A couple of the articles stated that the IDF must be extremely careful in choosing their targets, because otherwise they may hurt innocent civilians or church property and play directly into the hands of the Palestinian Authority. Jerusalem’s Mayor, Ehud Olmert, said that before the violence began, Beit Jala residents had good relations with their Gilo counterparts. Some came to use the gym and other facilities in Gilo, he said.

In another incident, a Moslem preacher gave a speech in a Gaza mosque after prayers on a recent Friday,  calling on Palestinians to attack Israelis and Christians. Shortly afterward, a group of Christians was attacked in Gaza.

In an article in The Jerusalem Post, it was reported that since the outbreak of the violence in the West Bank and Gaza Strip, hundreds of families have left the country by the assistance of the Foreign Ministry and foreign embassies.

The Latin Patriarchate blasted the article, claiming that the report included a lot of fabricated information. While calling on leaders from both sides to resume peace negotiations, Fr.

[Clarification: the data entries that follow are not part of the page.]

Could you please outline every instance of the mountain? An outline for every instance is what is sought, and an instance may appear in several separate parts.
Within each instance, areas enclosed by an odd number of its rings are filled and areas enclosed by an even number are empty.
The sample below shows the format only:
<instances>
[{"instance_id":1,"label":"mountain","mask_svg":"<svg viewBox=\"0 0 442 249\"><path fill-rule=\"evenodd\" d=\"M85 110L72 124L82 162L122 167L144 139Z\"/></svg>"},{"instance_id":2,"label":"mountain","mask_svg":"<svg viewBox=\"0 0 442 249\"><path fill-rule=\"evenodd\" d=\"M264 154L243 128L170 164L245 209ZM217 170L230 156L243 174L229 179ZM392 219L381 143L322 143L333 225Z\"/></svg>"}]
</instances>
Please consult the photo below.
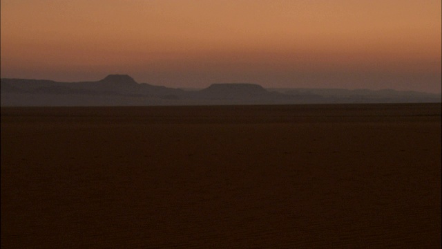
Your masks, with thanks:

Raed Abusahlia, chancellor of the Latin Patriachate, said, “The Arab Christian community in the Palestinian territories is an integral part of the Palestinian people. It suffers with it, rejoices with it, and shares with it the same hopes and aspirations… The recent Israeli rumors about getting the town of Beit Jala involved in the recent clashes is not a coincidence, but is an aim to ‘divide and rule’ among one Palestinian people.”

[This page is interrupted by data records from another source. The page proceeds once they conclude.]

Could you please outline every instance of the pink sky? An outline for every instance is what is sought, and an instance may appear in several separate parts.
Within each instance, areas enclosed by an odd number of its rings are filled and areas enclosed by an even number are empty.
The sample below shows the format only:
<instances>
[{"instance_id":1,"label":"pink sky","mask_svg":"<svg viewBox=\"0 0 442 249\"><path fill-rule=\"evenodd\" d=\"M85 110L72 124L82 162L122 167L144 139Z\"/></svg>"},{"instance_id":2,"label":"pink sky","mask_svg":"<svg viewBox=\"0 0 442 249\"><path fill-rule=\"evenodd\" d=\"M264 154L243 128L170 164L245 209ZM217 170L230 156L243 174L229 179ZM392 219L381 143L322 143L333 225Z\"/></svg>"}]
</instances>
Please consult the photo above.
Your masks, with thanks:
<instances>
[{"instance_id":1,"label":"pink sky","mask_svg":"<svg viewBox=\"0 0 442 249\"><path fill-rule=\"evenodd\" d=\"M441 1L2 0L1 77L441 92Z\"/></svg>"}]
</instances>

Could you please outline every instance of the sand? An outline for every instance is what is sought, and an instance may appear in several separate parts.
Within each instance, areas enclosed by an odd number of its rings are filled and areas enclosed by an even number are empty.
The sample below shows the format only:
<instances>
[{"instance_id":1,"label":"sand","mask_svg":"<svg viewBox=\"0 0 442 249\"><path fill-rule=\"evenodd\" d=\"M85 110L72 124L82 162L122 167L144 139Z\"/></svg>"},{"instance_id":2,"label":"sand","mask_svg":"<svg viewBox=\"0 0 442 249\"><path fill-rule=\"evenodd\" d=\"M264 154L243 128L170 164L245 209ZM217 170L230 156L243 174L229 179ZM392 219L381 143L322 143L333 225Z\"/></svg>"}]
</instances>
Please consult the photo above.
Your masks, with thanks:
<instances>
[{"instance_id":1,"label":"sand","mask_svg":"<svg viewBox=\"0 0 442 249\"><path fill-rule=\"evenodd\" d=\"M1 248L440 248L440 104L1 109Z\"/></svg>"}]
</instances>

An article in the Israeli secular daily Yediot Ahronot, included a letter from one of the readers who complained of riots in a neighboring Arab village, in which all the inhabitants are Israeli Arabs. In her reports on the rioting, she claimed that the Muslim rioters would destroy their Christian neighbors’ businesses and homes on their way to riot in the Jewish neighborhoods. She complains that there is no one to stand up and defend these Arab Christians, and both sides consider them the enemy. She expressed concern that if the situation continues, and no one defends the Christians, they may be tempted, out of fear and lack of choice, to support the violence and rioting of their Muslim brothers.


Catholic and Jewish Scholars Grill Vatican on its Role in the Holocaust (Ha’Aretz, 26/10/00; The Jerusalem Post, 27/10/00)

The Vatican commissioned a group of three Jewish and three Catholic historians to review allegations against Pope Pius XII’s conduct during the Holocaust. Pius XII was recently beatified by the Catholic Church.

In the initial report, the scholars hesitated to come to any final conclusions, and focused instead on a list of 47 questions regarding the wartime Pope’s conduct. Samples of some of these questions are: “How thoroughly informed was the Vatican regarding details of the Nazi persecution and extermination? What was the Holy See’s reaction, and what discussions followed reports that flowed in describing evidence of the ‘Final Solution’? Why did Pope Pius XII support the anti-Semitic government of Vichi ? Why did he oppose the emigration of Jewish children to the Land of Israel, despite the fact that he knew that upon return to Europe they would be sent to the gas chambers?”

Eva Fleischner, a Catholic scholar from the United States, said that like other world leaders, Pius, who was trained as a diplomat, “failed to recognize the enormity” of the Nazi regime until it was too late. The Church has defended Pius XII, saying he worked behind the scenes to save Jews and did not speak out more strongly in order to avoid provoking further Nazi horrors.

The group of scholars reached one clear conclusion: the Vatican must open its World War II archives to the historians for examination. The scholars asked to see diaries Pius may have kept and memos of discussions in the wartime pontiff’s inner circle. “There is evidence that the Holy See was well-informed by mid-1942 of the accelerating mass murder of Jews. Questions continue to be asked about the reception of this news and what attention was given to it,” said the report.